On 18 September 2019 it was announced that Pablo Cortes would be the coach for the entire 2019–20 season. But on 28 October 2019 the club has fired him.

===Club background===
- UD Salamanca (1923–2013)
- Club naming
- CD CF Salmantino (2013–2017)
- CF Salmantino UDS (2017–2018)
- Salamanca CF UDS (2018–)

== Season to season ==

| Season | Tier | Division | Place | Copa del Rey |
|---|---|---|---|---|
| 2013–14 | 4 | 3ª | 9th |  |
| 2014–15 | 4 | 3ª | 9th |  |
| 2015–16 | 6 | 1ª Prov. | 1st |  |
| 2016–17 | 5 | 1ª Reg. | 1st |  |
| 2017–18 | 4 | 3ª | 4th |  |
| 2018–19 | 3 | 2ª B | 12th |  |
| 2019–20 | 3 | 2ª B | 13th |  |
| 2020–21 | 3 | 2ª B | 9th / 2nd |  |
| 2021–22 | 4 | 2ª RFEF | 15th |  |
| 2022–23 | 5 | 3ª Fed. | 3rd |  |
| 2023–24 | 5 | 3ª Fed. | 2nd |  |
| 2024–25 | 4 | 2ª Fed. | 9th | Second round |
| 2025–26 | 4 | 2ª Fed. | 8th |  |
| 2026–27 | 4 | 2ª Fed. |  |  |

----
- 3 seasons in Segunda División B
- 4 seasons in Segunda Federación/Segunda División RFEF
- 3 seasons in Tercera División
- 2 seasons in Tercera Federación

== Stadium ==
Salamanca UDS plays in the Estadio Helmántico, with capacity for 17,341 spectators. After the dissolution of the Union Deportiva Salamanca, in the process of liquidation of the bankruptcy, the stadium went to auction, and finally was acquired by Desarrollos Empresariales Deportivos S.L., directed by the Mexican entrepreneur Miguel Alejandro Miranda which shares with Salmantino the sports project and allows them the use of the stadium.

== Fans ==
During the summer of 2016, the club launched a campaign of subscribers directed especially to former members of the UD Salamanca, which promises to reserve the seat that they occupied during the matches of UD Salamanca once the Helmático is fully reopened (probably for the 2017–18 season).
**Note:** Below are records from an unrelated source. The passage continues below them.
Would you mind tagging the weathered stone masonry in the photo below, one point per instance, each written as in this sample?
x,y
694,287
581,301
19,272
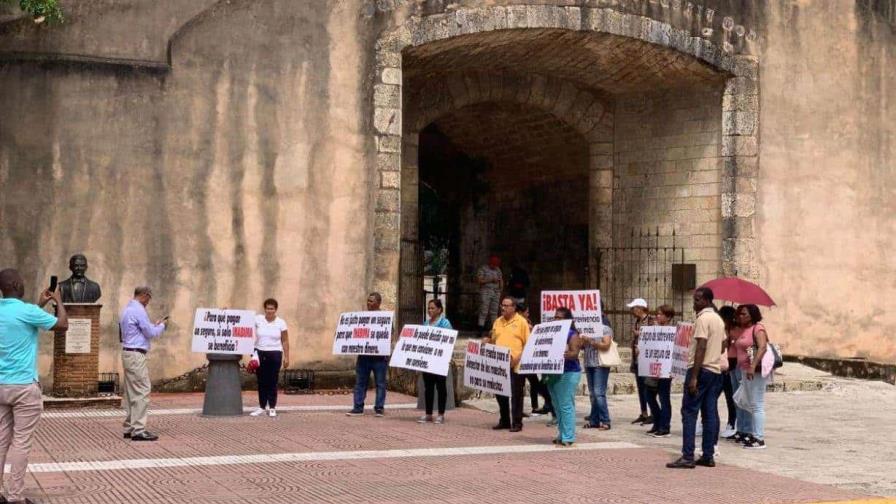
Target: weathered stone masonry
x,y
739,120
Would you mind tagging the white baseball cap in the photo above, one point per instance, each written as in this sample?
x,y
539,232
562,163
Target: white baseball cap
x,y
637,302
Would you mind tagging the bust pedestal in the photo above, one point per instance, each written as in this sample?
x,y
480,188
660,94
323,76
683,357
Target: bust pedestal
x,y
76,352
223,390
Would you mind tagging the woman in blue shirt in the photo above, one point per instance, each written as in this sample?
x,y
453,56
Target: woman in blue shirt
x,y
431,382
563,387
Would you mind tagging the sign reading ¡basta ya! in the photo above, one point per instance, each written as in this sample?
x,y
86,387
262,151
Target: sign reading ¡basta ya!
x,y
585,307
364,333
424,348
223,331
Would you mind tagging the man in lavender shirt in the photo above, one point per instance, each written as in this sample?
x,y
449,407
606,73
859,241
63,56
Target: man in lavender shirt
x,y
136,331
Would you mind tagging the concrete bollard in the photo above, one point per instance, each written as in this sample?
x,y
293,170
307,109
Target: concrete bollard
x,y
223,390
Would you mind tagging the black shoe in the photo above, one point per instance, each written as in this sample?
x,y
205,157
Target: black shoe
x,y
705,462
682,463
144,436
754,444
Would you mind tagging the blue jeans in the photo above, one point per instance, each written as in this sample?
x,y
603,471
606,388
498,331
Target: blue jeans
x,y
563,394
752,421
642,388
660,402
706,403
379,365
597,387
744,421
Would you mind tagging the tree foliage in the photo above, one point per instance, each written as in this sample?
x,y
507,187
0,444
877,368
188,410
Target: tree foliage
x,y
40,10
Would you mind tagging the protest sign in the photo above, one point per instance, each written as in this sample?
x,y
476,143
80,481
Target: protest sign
x,y
585,307
683,334
544,349
655,346
223,331
487,368
424,348
364,333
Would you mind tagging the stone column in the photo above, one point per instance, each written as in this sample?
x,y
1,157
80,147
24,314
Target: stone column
x,y
76,352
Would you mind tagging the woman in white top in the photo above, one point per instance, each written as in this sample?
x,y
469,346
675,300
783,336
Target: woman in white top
x,y
272,345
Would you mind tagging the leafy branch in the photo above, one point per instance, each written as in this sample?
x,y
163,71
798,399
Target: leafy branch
x,y
40,10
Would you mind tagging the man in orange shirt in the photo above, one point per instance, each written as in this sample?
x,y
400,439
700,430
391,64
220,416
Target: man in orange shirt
x,y
511,331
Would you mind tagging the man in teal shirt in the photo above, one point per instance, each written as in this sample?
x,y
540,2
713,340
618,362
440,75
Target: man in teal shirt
x,y
20,395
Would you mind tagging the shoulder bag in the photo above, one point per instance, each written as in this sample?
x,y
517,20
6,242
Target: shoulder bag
x,y
609,357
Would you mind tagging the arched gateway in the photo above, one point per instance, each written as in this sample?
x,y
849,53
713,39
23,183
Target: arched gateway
x,y
548,133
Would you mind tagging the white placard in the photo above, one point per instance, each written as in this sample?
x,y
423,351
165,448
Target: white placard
x,y
684,333
77,337
585,307
544,349
223,331
487,368
655,349
424,348
364,333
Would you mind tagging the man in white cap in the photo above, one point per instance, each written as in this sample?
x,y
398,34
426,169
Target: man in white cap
x,y
638,308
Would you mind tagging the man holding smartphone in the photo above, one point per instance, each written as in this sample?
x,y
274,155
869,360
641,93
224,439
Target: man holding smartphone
x,y
20,395
136,332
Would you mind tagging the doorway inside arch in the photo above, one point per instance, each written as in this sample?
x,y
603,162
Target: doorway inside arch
x,y
547,147
503,179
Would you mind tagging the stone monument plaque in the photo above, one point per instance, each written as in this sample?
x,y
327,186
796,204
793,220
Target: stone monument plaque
x,y
77,338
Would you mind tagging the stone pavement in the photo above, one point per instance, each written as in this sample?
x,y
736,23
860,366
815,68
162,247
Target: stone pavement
x,y
843,434
312,452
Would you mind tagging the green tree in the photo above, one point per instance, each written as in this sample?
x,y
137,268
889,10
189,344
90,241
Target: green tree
x,y
40,10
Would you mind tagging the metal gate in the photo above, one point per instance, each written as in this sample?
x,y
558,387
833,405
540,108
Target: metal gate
x,y
640,267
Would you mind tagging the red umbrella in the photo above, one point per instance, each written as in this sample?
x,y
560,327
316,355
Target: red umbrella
x,y
739,291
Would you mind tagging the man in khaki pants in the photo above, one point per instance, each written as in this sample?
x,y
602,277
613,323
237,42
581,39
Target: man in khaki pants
x,y
20,396
136,332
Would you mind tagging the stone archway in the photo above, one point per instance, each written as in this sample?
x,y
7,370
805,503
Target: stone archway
x,y
736,125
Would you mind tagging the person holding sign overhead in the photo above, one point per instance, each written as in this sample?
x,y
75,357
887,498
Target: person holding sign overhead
x,y
379,364
433,382
272,346
563,387
511,331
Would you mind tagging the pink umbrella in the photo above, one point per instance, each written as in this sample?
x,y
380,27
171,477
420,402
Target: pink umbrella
x,y
739,291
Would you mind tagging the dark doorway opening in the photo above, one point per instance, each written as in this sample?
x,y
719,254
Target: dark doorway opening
x,y
506,179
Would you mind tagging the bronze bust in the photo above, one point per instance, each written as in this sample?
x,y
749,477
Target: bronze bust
x,y
78,288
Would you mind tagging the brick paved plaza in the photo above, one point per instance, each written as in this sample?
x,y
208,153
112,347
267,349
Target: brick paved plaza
x,y
312,452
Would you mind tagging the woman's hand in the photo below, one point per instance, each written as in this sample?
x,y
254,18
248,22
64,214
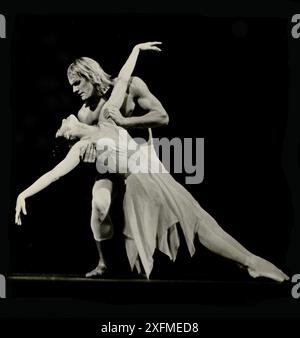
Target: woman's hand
x,y
20,206
149,46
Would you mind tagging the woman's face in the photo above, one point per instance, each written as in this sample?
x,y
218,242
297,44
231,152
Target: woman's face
x,y
66,127
81,86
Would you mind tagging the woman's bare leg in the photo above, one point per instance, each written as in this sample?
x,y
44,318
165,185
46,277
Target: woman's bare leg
x,y
214,238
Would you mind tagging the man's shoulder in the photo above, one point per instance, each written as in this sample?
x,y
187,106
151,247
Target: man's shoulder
x,y
136,85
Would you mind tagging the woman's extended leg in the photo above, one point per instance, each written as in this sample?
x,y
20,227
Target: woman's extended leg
x,y
214,238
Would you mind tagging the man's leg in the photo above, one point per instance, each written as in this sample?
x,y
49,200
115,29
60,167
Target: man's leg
x,y
100,221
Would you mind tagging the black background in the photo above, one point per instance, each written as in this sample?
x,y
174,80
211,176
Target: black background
x,y
227,74
216,78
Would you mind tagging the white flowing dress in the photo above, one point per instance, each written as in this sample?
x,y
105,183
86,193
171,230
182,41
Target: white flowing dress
x,y
154,202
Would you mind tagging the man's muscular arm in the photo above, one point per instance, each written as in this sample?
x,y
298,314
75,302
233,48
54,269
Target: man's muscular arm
x,y
155,114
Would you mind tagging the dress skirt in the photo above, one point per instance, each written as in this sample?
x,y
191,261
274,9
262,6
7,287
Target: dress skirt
x,y
153,204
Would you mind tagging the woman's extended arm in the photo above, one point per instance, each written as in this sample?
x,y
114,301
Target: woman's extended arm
x,y
66,165
118,94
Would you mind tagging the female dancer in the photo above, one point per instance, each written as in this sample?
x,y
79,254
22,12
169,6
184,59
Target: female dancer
x,y
154,202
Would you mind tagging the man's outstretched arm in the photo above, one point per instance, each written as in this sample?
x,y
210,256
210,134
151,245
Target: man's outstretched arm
x,y
155,114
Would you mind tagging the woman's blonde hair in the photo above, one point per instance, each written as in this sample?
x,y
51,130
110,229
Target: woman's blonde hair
x,y
92,71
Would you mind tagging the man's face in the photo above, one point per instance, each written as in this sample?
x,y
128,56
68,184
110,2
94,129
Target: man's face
x,y
81,86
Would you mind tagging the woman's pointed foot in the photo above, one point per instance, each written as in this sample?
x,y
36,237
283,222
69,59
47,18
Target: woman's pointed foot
x,y
260,267
99,271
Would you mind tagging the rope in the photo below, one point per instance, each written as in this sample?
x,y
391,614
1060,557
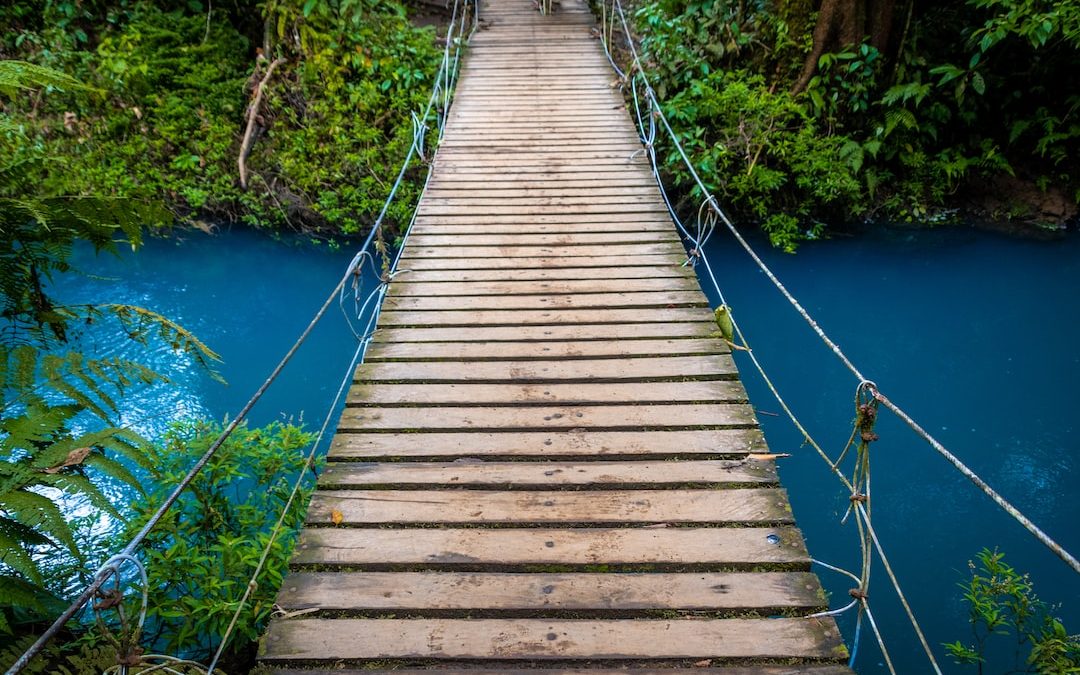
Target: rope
x,y
108,569
374,299
657,111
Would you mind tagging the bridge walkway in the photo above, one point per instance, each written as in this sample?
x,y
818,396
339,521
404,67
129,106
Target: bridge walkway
x,y
548,461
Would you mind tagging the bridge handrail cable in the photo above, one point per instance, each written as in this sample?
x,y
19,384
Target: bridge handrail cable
x,y
439,104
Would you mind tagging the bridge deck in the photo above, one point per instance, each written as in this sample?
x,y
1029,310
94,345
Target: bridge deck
x,y
548,460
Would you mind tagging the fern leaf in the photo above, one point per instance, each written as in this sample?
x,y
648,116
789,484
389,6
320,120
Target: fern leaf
x,y
16,76
139,322
15,539
38,511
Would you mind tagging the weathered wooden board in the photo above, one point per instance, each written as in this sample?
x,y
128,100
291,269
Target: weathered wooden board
x,y
526,316
549,444
545,264
547,461
478,549
517,351
535,593
478,473
553,639
555,274
578,300
578,393
407,286
446,418
711,366
545,332
748,505
699,670
576,251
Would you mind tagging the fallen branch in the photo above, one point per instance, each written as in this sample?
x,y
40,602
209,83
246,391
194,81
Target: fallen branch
x,y
253,110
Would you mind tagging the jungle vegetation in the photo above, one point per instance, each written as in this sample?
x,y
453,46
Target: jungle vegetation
x,y
805,116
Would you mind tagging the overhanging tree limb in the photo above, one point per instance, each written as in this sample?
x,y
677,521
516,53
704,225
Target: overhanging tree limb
x,y
253,110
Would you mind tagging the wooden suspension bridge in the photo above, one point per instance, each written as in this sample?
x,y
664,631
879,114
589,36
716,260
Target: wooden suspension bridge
x,y
548,461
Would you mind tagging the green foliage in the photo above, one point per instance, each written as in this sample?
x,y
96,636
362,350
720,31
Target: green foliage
x,y
171,94
202,554
910,126
59,659
764,154
1003,607
58,441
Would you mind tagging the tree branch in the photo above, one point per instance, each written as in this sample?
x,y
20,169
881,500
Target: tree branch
x,y
253,110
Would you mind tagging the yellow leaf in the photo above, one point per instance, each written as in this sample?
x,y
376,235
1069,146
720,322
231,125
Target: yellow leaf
x,y
75,458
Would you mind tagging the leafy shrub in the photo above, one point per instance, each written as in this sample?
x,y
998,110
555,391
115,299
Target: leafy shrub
x,y
1003,607
201,556
763,153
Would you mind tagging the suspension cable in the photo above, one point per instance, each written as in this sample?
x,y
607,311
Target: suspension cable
x,y
444,81
657,111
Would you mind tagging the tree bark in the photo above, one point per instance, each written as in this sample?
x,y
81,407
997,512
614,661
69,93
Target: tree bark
x,y
253,111
842,23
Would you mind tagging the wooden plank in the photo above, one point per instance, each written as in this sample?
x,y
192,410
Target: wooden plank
x,y
448,418
539,639
534,593
406,286
565,332
478,473
548,444
526,229
480,200
637,369
449,189
554,274
511,208
715,548
524,316
522,220
802,669
747,505
577,300
516,351
574,251
544,264
578,393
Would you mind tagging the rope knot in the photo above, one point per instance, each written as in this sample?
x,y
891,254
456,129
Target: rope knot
x,y
109,598
132,658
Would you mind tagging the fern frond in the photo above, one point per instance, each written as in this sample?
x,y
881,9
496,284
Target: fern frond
x,y
16,76
15,540
140,323
37,511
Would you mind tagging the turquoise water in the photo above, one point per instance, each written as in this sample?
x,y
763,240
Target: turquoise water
x,y
974,335
970,332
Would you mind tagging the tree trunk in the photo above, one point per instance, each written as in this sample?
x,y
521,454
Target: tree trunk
x,y
844,23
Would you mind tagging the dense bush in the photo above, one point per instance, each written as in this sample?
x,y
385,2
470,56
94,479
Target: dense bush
x,y
798,117
171,84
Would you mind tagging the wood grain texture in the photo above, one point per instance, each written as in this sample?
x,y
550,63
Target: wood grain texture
x,y
616,593
547,462
750,505
478,549
472,473
552,639
574,442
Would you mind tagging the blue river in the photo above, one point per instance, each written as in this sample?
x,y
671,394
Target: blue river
x,y
971,332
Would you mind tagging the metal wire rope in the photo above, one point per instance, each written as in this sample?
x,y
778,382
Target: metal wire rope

At the end of 2016 the club counted with 4,000 subscribers.

==Current squad==

| No. | Pos. | Nation | Player |
|---|---|---|---|
| 1 | GK | ESP | Jon Villanueva |
| 2 | DF | ESP | Carlos Parra |
| 3 | DF | MLI | Souleymane Gassama |
| 4 | DF | ESP | Iván Casado |
| 5 | DF | ESP | Javier Murua |
| 6 | MF | ESP | José Manuel Lara |
| 7 | FW | ESP | Dani Hernández |
| 8 | DF | ESP | Alex Alba |
| 9 | FW | URU | Pablo Servetti |
| 10 | MF | ESP | Carlos Cristeto |
| 11 | FW | ESP | Adrián Mancebo |
| 12 | DF | ESP | Joan Pulpón |

| No. | Pos. | Nation | Player |
|---|---|---|---|
| 13 | GK | GNB | Leo Mendes |
| 15 | MF | ESP | Raúl Carrasco |
| 16 | FW | ESP | Abaraham Nobrega |
| 17 | FW | ESP | Álex Gonpi |
| 18 | DF | ESP | Hugo Marcos |
| 19 | FW | ESP | Miguel Serrano |
| 20 | DF | ESP | Oscar Marotías |
| 21 | FW | ESP | Aimar Barrera |
| 22 | MF | ESP | Hugo Parra |
| 23 | FW | ESP | Javi Delgado |
| — | FW | ESP | Davo Fernández |

==Rivalries==
Salamanca UDS has a strong rivalry with Unionistas de Salamanca CF, another team in the city formed after the collapse of the original club.

While Salamanca UDS claims to be the continuation of the former UD Salamanca, Unionistas was born as a homage of the former club, dissolved in 2013.